Synthèse de presse

20 juin 2016

14h08 | Par INSERM (Salle de presse)

Des molécules contre les effets de l’alcool

Le Journal du Dimanche explique que des recherches sont menées sur plusieurs neurotransmetteurs – dopamine, noradrénaline et sérotonine – pour tenter d’annuler les effets néfastes de l’éthanol sur le cerveau. Bertrand Nalpas, chercheur en addictologie à l’Inserm, souligne : « (…) [L’]accoutumance est une défense du cerveau. Les effets sont moins ressentis donc il faut augmenter la consommation. On rentre dans un cercle d’une perversité absolue ». Selon Mickaël Naassila, physiologiste à l’université d’Amiens, à la tête du seul laboratoire français consacré à l’alcool, « l’alcool perturbe beaucoup le système de neurotransmission ».
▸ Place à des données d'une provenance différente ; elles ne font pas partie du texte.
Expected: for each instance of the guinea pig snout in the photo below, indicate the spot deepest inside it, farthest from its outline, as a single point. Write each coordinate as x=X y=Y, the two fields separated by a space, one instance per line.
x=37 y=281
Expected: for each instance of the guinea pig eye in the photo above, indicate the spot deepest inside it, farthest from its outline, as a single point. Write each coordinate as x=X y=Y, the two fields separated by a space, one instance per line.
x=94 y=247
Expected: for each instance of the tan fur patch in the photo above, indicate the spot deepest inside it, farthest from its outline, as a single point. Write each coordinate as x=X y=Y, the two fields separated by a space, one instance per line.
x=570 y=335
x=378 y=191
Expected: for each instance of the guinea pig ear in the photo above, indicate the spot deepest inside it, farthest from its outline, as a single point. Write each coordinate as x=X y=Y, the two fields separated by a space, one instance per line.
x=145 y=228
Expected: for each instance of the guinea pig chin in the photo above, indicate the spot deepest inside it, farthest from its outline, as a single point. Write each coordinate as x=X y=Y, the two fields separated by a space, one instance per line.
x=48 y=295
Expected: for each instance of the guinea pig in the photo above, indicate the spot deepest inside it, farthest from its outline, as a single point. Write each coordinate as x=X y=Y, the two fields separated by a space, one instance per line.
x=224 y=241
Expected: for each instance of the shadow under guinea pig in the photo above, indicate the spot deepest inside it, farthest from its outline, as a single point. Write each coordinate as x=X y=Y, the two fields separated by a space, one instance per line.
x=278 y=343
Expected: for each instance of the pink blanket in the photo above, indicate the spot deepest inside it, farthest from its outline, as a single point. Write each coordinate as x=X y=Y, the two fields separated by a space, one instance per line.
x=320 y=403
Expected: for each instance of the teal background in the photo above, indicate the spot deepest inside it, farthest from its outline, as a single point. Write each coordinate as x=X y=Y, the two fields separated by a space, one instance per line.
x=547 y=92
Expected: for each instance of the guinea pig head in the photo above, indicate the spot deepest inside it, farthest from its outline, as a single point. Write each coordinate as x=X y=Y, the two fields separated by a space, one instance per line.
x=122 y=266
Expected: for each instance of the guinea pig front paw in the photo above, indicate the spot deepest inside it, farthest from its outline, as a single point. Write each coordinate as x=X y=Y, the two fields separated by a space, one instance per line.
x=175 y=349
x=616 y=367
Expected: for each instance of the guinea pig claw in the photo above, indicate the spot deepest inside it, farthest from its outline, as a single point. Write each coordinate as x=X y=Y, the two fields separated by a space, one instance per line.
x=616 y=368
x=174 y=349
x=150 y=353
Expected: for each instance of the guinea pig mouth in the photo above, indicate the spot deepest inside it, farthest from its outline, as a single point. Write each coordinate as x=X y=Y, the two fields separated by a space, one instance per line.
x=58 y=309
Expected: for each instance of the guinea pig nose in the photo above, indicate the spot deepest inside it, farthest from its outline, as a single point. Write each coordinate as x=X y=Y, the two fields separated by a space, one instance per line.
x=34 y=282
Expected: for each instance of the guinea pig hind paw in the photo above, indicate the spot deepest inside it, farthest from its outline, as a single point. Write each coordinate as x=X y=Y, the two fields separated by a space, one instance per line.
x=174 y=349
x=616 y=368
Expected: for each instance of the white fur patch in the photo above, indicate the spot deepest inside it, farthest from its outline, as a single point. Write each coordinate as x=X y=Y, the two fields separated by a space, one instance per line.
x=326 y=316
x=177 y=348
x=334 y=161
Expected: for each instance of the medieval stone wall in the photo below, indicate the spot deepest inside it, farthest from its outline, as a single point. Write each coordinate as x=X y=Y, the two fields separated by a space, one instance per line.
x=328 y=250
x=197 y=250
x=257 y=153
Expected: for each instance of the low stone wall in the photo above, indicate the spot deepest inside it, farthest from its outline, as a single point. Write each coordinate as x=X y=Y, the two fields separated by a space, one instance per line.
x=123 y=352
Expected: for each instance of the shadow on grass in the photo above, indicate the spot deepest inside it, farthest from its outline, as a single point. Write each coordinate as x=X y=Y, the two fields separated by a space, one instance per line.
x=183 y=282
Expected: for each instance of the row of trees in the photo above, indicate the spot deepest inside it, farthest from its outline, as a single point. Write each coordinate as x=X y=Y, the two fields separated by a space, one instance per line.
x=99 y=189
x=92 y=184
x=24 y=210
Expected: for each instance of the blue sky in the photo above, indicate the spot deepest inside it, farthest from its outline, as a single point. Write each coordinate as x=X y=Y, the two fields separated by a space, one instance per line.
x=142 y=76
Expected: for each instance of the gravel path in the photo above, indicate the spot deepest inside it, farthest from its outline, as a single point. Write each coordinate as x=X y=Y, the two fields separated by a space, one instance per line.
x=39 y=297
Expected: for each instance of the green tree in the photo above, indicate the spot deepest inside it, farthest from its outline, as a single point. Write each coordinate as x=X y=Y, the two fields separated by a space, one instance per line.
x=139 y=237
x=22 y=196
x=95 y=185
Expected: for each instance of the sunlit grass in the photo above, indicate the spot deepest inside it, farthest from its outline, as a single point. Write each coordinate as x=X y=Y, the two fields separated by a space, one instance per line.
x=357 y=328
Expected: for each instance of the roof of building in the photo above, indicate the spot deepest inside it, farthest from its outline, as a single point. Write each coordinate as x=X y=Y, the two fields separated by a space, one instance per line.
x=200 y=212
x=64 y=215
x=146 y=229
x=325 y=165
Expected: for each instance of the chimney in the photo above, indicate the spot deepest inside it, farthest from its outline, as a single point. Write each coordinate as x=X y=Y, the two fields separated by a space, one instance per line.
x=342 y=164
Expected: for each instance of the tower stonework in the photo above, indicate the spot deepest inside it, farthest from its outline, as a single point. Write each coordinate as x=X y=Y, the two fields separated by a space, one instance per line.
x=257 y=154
Le Journal du Dimanche, 19/06

L’autofluorescence, révolution de l’imagerie médicale

Les Prs Denis Querieu (Institut Bergonié-Bordeaux), Philippe Morice (Gustave-Roussy-Villejuif) et le Dr Jacques Meurette, chirurgien libéral, expliquent dans Le Figaro qu’« une nouvelle technique d’imagerie d’autofluorescence 100% française est en cours de développement ». Et d’ajouter : « Actuellement en validation clinique in vivo dans le cancer du sein, Nodea Medical va mettre en place deux essais cliniques pour les cancers du foie, avec les équipes de recherche Inserm et les équipes radiologiques du CHU Henri-Mondor-Créteil, et du poumon, avec les équipes du CHU La Timone, Marseille ».

Le Figaro, 20/06

En Bref

Le Figaro rend compte d’« un bioverre [qui] régénère de l’os ». Et d’ajouter que « L’usage d’un « bioverre » dans des opérations de la colonne vertébrale qui nécessitent une greffe osseuse est encourageant ». Le Pr Cédric Barrey, chirurgien à l’hôpital Pierre Wertheimer, à Bron, près de Lyon, indique : « Nous utilisons cette céramique pour stimuler la repousse osseuse entre trois et six mois ».

Le Figaro, 20/06

Selon Aymeric Buthion, expert objets connectés et santé à la Direction Générale des Entreprises, le marché de la e-santé rencontre des difficultés de développement en France compte tenu d’une demande insuffisante de la population française. Il estime également nécessaire de créer un cadre de confiance pour les professionnels de santé, afin que ces derniers prescrivent des objets de santé connectées.